JAKARTA--MICOM: Pengamat Pertanian Institut Pertanian Bogor
Hermanto Siregar mengatakan penetapan barang ekspor yang dikenakan Bea
Keluar (BK) dan tarif BK tidak akan mampu mendorong pengembangan
industri hilir kelapa sawit.
Pelaku industri tidak akan langsung mengembangkan produk-produk turunan Crude Palm Oil (CPO) karena buruknya infrastruktur di Indonesia.
Pelaku usaha masih menggunakan truk-truk besar untuk mengangkut
hasil sawit dari sejumlah perkebunan. Sementara, proses angkut itu
terkendala oleh rusaknya kondisi jalan di sejumlah daerah perkebunan.

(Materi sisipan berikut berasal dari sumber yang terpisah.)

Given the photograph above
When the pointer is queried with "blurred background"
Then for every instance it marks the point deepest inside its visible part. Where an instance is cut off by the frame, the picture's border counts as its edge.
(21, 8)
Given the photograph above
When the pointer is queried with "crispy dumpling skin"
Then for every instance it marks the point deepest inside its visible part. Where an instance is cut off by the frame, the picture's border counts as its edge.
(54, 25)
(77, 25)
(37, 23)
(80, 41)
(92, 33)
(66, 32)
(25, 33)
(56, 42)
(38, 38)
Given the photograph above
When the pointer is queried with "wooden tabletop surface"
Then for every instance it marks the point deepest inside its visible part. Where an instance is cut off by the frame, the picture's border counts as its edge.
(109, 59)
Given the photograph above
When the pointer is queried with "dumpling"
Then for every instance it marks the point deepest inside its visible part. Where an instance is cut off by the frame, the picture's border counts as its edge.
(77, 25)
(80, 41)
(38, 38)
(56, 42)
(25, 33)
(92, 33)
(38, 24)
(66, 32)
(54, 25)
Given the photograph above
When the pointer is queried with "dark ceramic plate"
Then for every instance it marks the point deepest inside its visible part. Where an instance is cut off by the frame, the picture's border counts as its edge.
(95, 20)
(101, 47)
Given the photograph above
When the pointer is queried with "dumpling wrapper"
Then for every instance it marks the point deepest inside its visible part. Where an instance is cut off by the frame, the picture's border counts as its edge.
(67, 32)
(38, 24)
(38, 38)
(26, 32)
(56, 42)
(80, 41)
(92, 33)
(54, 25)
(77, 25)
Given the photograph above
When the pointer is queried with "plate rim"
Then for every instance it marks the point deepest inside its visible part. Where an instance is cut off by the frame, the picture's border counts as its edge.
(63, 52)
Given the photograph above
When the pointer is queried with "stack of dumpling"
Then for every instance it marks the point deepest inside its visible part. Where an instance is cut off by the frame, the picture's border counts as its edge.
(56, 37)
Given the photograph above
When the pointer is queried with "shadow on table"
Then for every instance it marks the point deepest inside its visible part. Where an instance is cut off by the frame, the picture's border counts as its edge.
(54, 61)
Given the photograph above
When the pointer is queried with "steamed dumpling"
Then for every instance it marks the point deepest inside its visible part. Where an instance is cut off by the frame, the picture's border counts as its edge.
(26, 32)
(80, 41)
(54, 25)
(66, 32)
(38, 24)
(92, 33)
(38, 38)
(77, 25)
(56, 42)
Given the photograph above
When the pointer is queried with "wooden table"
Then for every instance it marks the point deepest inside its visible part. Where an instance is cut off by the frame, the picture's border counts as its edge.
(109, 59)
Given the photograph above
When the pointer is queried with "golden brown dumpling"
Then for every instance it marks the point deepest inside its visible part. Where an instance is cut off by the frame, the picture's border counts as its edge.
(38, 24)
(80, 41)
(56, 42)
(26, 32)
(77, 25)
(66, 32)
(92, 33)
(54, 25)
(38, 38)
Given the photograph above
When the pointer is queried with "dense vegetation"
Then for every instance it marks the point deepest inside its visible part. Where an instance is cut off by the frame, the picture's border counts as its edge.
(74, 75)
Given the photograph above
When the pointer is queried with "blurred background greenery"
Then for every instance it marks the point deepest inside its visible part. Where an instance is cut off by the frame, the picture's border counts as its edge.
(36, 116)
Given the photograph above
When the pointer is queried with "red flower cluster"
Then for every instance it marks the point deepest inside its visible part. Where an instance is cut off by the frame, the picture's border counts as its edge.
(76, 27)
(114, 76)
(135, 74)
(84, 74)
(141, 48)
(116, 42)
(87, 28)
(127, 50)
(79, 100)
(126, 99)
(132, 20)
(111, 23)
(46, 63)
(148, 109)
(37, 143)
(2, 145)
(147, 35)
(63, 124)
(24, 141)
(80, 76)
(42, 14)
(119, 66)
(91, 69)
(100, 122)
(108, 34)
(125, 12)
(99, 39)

Ini akan menjadi beban bagi industri.
"Pemerintah seharusnya memperbaiki infrastruktur jalan, kemudian
beri insentif produk hilir, dan keringanan lainnya seperti keringanan
pajak, bukan dengan merevisi kebijakan BK ini," ujarnya saat dihubungi Media Indonesia, Rabu (7/9).

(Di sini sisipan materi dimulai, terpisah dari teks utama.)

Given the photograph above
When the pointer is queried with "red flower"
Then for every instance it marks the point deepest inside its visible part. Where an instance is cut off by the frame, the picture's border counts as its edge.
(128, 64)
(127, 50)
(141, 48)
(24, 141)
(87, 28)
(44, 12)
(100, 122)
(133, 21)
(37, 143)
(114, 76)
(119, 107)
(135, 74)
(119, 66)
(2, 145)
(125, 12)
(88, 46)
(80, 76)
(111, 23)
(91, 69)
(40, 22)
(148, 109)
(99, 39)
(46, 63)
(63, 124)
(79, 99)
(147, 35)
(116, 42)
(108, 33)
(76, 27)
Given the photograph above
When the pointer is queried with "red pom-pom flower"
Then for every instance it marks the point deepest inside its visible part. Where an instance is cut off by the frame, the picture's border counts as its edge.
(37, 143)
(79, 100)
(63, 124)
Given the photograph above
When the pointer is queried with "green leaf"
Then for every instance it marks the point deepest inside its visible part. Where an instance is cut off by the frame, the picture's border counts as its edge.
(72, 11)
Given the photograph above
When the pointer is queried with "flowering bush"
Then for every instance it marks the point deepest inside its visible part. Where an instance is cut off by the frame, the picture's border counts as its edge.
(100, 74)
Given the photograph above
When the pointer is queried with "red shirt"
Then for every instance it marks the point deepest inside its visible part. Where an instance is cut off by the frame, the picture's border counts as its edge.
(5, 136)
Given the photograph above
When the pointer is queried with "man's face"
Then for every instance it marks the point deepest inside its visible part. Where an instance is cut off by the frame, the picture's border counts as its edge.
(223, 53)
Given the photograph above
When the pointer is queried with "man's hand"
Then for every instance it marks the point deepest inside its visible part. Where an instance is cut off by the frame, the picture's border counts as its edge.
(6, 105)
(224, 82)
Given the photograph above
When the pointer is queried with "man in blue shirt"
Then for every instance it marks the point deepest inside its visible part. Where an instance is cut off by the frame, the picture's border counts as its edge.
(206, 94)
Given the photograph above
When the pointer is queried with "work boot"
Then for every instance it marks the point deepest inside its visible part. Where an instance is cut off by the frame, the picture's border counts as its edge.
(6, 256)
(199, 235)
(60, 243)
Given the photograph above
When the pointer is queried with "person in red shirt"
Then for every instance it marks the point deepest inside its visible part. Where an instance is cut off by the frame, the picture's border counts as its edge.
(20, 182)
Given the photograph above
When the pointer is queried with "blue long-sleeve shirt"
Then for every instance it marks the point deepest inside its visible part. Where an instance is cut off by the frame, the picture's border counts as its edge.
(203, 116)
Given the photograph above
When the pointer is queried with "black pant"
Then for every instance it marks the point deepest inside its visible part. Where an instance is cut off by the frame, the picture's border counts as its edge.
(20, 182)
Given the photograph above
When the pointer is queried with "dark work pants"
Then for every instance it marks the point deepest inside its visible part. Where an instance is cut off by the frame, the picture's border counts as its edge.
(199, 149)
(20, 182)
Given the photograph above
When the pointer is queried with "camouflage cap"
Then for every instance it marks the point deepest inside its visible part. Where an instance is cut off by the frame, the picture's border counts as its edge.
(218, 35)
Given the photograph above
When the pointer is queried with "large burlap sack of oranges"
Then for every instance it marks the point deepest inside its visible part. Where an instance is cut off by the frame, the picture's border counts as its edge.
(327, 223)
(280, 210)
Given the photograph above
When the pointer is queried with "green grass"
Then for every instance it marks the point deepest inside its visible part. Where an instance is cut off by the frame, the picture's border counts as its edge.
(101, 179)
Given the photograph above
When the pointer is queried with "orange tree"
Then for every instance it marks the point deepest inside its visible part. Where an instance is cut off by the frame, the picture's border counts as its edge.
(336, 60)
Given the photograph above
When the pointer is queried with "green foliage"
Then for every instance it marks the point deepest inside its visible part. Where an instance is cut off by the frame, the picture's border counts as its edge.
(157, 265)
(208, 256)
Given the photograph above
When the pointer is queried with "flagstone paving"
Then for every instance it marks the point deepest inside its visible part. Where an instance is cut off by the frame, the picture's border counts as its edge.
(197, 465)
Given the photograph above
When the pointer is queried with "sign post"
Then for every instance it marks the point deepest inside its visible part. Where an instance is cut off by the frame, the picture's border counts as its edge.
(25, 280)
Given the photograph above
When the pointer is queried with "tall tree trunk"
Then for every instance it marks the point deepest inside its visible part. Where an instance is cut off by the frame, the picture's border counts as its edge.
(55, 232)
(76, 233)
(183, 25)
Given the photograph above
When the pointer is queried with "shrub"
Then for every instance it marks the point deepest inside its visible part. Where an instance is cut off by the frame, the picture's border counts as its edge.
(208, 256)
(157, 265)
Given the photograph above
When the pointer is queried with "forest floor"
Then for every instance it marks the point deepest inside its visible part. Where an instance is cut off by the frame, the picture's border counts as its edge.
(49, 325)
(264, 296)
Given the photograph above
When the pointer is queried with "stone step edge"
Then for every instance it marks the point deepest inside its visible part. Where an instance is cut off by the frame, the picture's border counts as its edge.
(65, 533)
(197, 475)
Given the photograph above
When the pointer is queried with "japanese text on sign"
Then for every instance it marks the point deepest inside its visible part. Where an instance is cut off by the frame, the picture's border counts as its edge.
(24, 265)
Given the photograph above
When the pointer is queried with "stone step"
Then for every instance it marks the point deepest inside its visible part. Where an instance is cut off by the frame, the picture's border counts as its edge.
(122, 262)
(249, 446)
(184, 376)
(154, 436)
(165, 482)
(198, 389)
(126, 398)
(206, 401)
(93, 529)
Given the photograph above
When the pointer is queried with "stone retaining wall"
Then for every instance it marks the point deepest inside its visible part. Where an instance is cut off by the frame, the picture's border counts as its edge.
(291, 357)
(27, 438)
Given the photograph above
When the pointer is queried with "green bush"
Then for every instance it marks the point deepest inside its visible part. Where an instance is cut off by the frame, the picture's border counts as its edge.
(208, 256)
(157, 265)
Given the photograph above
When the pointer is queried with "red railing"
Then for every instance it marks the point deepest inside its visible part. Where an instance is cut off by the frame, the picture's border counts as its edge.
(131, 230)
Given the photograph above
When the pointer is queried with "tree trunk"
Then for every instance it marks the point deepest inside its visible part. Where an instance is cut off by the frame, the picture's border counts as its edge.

Apalagi, kata Hermanto, BK dilaksanakan di tengah ketiadaan strategi dan roadmap pengembangan industri CPO dan turunannya.

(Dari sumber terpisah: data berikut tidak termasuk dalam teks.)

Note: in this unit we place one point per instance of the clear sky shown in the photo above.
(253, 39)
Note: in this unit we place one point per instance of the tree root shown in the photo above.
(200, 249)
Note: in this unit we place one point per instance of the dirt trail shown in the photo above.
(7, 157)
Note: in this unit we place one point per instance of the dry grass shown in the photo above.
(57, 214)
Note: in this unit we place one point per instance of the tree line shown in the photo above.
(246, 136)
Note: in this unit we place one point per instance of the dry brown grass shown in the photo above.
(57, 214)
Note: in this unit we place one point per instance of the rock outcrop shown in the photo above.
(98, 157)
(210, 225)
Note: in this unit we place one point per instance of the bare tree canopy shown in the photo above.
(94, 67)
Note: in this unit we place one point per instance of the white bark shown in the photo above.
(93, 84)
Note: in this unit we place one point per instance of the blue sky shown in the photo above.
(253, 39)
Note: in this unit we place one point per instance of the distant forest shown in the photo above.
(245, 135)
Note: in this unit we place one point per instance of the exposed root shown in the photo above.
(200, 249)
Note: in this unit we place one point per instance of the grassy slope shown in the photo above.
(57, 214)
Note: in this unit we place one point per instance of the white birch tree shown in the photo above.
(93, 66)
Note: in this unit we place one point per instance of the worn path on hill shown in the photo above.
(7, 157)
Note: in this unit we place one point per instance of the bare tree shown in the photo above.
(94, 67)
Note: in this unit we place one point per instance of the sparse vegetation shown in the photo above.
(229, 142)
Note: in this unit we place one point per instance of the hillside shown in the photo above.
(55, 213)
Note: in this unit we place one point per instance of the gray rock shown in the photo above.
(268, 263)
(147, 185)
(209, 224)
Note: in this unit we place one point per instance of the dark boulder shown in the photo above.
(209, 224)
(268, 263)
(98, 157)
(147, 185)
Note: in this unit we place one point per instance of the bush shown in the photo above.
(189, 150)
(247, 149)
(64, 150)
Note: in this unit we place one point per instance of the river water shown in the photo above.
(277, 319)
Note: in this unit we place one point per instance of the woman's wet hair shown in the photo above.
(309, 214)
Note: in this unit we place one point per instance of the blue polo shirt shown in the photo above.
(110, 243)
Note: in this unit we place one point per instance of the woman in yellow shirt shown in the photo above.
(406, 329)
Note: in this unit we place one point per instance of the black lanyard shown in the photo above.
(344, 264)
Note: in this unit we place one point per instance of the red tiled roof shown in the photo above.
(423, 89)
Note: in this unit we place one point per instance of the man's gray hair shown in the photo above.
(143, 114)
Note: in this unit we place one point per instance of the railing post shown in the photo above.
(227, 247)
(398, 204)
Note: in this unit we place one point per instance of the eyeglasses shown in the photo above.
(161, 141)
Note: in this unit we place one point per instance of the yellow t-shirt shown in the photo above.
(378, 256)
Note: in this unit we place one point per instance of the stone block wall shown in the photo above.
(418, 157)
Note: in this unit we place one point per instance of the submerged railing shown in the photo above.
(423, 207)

"Jika tidak jelas industri roadmap-nya, industri mana yang
mau dikembangkan dari 100 jenis produk hilir. Pemerintah akan membuang
produksi CPO dan pangsa pasar kita akan diisi oleh negara lain,"
klaimnya.
Saat ini, Indonesia menghasilkan sekitar 23 juta ton CPO dengan total kebutuhan dalam negeri hanya sekitar 6 juta ton.